The Rice Krispie Killer at the Lion and Unicorn (Camden Fringe)

Love this artwork, anyone know who designed it?

Rating: 3 out of 5.

Little Shadow Theatre Company’s ‘The Rice Krispie Killer’ is a dark comedy about two Irish brothers, Finbar and Donnacha, who have not left their house in 18 years, following the mysterious death of their parents.

Finbar is the younger brother, who was only 12 when his parents died. Now aged 30 there is a naive simplicity to him, as if he is stuck at 12, and a not very bright 12 at that. His older brother Donnacha (played by Ross Gaynor) takes great pleasure in telling him he is too thick to do anything, while refusing to let him learn anything. He dominates and bullies his younger brother, which ranges from being very funny to really uncomfortable viewing. I’ve never been a fan of humour that is at the expense of another person, particularly one who is picked on for not being smart enough, however as playwright Sean Basil Crawford frames Finbar as the hero, Donnacha’s insults are a very effective way of highlighting what a total shit he is (particularly when he calls Finbar ‘retarded’, an odious ableist insult I hate).

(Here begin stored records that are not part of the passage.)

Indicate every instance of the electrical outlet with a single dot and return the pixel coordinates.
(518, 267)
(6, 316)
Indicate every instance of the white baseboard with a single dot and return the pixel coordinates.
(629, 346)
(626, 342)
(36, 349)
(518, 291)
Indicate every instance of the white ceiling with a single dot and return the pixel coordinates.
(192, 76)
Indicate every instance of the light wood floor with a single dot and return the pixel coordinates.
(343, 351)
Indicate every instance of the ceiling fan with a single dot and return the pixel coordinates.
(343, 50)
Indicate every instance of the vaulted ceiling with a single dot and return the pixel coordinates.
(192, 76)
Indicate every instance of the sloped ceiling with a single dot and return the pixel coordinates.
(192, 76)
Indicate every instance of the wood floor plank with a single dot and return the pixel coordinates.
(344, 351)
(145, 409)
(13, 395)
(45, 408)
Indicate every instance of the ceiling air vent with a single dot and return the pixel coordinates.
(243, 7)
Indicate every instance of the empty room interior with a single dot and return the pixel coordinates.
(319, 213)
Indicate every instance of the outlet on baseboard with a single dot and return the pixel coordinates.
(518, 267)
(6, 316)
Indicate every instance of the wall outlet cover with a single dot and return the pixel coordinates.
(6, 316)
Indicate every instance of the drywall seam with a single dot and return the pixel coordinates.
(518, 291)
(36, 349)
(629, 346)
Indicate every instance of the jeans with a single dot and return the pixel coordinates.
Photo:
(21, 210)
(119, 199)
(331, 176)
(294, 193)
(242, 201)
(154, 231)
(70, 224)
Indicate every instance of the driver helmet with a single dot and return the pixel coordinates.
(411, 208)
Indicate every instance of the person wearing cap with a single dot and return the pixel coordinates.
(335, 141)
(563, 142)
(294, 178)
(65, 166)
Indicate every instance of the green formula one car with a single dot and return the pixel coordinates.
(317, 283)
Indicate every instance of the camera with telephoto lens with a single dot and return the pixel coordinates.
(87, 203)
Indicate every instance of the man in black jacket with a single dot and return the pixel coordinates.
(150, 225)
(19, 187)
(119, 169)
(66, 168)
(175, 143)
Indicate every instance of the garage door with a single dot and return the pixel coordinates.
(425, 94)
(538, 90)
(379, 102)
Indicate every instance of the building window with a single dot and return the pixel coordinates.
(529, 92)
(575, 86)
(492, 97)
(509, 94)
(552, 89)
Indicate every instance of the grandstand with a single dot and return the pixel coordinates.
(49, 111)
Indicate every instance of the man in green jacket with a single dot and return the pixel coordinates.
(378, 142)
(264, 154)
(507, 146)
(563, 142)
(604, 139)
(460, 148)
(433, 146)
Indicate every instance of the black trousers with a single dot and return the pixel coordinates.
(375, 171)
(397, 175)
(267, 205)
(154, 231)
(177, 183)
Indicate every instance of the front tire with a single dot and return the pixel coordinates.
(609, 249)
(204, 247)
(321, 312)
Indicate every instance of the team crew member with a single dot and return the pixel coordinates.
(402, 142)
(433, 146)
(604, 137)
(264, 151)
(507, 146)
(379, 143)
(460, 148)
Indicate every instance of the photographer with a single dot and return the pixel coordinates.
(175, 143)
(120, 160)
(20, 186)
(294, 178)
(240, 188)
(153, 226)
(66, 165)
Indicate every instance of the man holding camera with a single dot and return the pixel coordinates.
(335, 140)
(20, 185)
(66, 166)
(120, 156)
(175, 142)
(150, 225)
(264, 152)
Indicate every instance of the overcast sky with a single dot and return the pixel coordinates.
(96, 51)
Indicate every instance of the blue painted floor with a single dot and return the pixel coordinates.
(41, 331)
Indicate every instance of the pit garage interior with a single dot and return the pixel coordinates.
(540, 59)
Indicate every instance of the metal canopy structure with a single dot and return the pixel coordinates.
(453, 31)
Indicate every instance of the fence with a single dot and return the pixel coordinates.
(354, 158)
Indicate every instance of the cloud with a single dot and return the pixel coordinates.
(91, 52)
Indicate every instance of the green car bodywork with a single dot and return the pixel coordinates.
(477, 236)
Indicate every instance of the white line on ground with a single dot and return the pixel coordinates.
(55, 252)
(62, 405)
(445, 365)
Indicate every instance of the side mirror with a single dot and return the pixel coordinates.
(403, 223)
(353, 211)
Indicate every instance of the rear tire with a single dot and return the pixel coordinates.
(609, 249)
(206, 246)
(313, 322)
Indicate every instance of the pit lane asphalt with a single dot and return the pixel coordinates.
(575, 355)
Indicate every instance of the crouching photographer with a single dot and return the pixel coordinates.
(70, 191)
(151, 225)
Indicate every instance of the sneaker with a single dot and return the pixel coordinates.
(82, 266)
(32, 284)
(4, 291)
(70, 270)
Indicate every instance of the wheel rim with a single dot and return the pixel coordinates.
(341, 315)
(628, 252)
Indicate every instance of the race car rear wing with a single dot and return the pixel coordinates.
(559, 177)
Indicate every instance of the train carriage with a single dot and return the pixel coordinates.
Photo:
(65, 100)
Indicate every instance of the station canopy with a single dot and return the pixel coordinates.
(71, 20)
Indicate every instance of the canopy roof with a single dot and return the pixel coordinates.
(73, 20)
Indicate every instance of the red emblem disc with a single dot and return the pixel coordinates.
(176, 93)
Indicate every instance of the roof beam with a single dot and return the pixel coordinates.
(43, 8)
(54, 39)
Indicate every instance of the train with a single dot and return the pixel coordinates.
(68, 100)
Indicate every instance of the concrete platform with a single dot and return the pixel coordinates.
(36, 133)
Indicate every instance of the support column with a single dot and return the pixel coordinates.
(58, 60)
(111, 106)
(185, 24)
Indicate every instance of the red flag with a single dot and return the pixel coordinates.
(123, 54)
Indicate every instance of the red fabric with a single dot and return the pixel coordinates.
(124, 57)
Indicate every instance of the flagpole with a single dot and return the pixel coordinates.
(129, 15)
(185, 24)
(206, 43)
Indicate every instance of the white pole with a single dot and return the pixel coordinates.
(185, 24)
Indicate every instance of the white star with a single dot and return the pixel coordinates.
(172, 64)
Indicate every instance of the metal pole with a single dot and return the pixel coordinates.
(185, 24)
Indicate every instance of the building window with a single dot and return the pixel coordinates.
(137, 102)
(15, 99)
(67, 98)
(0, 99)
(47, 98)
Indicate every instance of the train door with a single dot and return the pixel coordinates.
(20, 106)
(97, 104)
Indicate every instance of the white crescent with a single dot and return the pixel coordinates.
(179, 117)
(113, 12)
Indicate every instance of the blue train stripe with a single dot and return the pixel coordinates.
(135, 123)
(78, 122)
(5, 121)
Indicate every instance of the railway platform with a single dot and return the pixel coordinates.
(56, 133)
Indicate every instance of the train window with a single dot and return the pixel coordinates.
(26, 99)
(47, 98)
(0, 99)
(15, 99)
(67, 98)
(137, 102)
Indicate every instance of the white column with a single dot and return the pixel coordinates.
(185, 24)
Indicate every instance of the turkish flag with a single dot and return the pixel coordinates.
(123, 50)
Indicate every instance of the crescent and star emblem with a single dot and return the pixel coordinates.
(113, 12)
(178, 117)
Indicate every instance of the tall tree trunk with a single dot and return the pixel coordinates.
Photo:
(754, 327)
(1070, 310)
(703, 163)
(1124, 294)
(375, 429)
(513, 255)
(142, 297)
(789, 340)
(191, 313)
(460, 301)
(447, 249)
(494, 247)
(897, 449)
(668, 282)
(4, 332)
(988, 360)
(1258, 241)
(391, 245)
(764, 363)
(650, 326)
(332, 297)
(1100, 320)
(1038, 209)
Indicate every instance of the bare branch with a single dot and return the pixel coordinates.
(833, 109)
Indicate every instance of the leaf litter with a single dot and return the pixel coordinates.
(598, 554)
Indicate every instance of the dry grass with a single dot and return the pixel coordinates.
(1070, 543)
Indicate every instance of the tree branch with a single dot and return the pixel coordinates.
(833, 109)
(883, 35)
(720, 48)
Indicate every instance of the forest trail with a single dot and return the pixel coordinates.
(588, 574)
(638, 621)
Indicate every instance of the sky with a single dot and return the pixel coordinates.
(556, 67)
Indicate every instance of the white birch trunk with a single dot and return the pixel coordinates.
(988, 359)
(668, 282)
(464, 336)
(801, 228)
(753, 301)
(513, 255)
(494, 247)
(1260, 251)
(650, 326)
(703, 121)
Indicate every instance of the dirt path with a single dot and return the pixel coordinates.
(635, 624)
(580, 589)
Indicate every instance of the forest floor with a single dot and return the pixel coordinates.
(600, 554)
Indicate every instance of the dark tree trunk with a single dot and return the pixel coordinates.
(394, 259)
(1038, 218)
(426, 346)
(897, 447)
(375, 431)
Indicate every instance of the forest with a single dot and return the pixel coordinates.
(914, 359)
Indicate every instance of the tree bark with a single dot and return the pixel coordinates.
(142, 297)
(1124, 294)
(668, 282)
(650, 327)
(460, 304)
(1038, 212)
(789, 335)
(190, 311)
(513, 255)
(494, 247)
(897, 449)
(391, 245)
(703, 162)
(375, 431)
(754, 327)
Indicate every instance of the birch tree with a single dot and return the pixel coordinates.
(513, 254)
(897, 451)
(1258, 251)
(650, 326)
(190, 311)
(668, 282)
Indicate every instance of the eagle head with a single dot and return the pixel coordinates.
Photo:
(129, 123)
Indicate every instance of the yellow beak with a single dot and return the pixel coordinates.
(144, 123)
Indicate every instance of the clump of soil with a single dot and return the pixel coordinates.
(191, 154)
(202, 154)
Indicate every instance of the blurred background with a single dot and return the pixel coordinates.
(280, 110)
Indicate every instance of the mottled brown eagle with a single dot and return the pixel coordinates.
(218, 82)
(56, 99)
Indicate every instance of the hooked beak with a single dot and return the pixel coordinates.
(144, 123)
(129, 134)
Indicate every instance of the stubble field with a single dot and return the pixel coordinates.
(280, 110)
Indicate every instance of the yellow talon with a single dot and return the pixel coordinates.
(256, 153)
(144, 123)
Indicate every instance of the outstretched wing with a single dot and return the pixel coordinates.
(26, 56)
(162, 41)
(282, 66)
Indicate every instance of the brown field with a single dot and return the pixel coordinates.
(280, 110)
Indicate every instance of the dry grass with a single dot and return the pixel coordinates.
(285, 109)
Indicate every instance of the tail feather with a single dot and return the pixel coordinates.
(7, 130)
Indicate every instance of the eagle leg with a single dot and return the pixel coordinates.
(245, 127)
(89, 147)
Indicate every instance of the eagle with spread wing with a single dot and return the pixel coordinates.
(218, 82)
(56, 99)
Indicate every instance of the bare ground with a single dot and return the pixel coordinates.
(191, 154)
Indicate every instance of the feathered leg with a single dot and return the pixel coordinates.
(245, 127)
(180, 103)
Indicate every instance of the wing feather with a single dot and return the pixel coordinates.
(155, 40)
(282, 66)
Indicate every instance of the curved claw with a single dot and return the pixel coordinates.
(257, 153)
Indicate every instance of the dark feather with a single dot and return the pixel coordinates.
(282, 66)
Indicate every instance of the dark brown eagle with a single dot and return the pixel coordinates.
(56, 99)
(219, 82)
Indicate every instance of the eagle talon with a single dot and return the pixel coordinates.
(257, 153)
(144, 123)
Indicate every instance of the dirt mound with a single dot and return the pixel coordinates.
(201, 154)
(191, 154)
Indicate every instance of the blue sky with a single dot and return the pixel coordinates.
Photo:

In addition to having written the play, Crawford also performs, playing Finbar with a convincing innocence and vulnerability. There is something deeply loveable about this character, who lives in fear of the Rice Krispie Killer who murdered his parents. You want him to succeed even as you realise the odds are stacked against him.

Gaynor’s Donnacha is wonderfully obnoxious. There is something quite pretentious about the way he stands around attempting but failing to read a book (to be fair Finbar is very distracting). He plays into the bullying physicality of the character, making him very easy to dislike and distrust. There is something twisted and resentful about the way he cares for his younger brother, a brutality that is focused on keeping the outside world out.

Director Niall Jordan makes full use of his talented cast to deliver this bizarre but funny play. First time playwright Crawford clearly has a talent for both writing and performing comedy. This is a fascinating and bonkers comedy thriller, that isn’t afraid to embrace the ridiculous. I enjoyed the almost folkloric elements that came from the stories the brothers tell each other. I loved the weirdness of their situation. At times the pacing and tone of the play felt a bit uneven, and I would have liked to have felt more in the final scene. It can be challenging to do comedy and allow space for your audience to emotionally connect with your characters, but from what I have seen of his writing so far, Crawford definitely has the skills to do both. I would be intrigued to see what he writes next.

Covid protections in place at the venue

Hand sanitiser is available at the door and throughout. You are asked to log-in to the NHS app when you check in for the theatre. When coming up to the theatre from the pub the audience is asked to wears masks during the show (unless exempt, of course). The audience naturally spaced themselves out throughout the auditorium.

I was there on a sunny Wednesday evening so most of the pub patrons were enjoying the beer garden, so the interior of the pub was pretty quiet. I saw two shows back to back and felt very safe throughout. Can’t speak to how busy it might get on a weekend or rainy night, but overall was impressed. I am determined to treat myself to a meal there soon, I need to check that the food is as delicious as it used to be.